Aujourd’hui, on parle sans cesse de populisme. En particulier de populisme de droite, qui exalte, contre la globalisation, contre le cosmopolitisme, le narcissisme patriotique et vernaculaire de sa Heimat. Le populisme, dit-on, est hargneux, c’est la rage des marginaux contre les élites prestigieuses, hommes politiques et scientifiques, financiers, partis de gauche et intellectuels. La fonction paternelle est aujourd’hui socialisée, disions-nous, et prend la forme persécutrice d’un pouvoir qui semble nous persécuter. Après le déclin de l’Œdipe familial, c’est l’Œdipe politique qui se déchaîne.
La figure du Père et de sa mort chez Freud est bien sûr une construction mythique. Mais les mythes sont des symptômes, ils sont une façon de mi-dire, dire à moitié, la vérité. La vérité, c’est que, avec le déclin de la culture patriarcale, on ne rencontre plus tellement aujourd’hui le père tyran à la maison, mais dans la projection hyperbolique d’une organisation sociale. Le père œdipien s’est dépêtré de ce pauvre type qu’est, en réalité, tout père – aujourd’hui, mes patients voient les mères, plutôt que les pères, comme des instances du sur-moi. Le père à tuer est l’Autre impénétrable du pouvoir, le kaléidoscope diffracté des innombrables figures de la domination.

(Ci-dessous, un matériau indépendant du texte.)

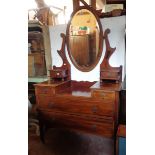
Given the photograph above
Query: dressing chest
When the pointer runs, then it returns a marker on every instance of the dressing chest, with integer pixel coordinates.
(84, 106)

Cette année, les Ukrainiens ont élu comme président de leur pays, par une déferlante de votes, Volodymyr Zelensky, un acteur comique, un clown en fait, sans aucune expérience politique. Dans son pays, on m’appelait joker. Le film Joker, tourné avant cette élection, montre que, comme le disait Wilde, la vie imite l’art. Du reste, actuellement, nous aussi, en Italie, nous sommes gouvernés par une force conçue par un acteur comique. Et, après tout, Boris Johnson lui-même, le Premier Ministre britannique, ne semble-t-il pas une imitation de clown ? En Ukraine, en Grande-Bretagne et en Italie, on porte au pouvoir des fils perdants, insignifiants, châtrés, des clowns, contre le sérieux rébarbatif d’ Eux. L’heure du renversement, celle du pouvoir des bouffons, est arrivée. Mais le fils-qui-rit risque de devenir, à son tour, le nouveau despote, un despote élu par les fils eux-mêmes.

Sergio Benvenuto

Ndt

(1) Dans l’opéra I Pagliacci [ Paillasse].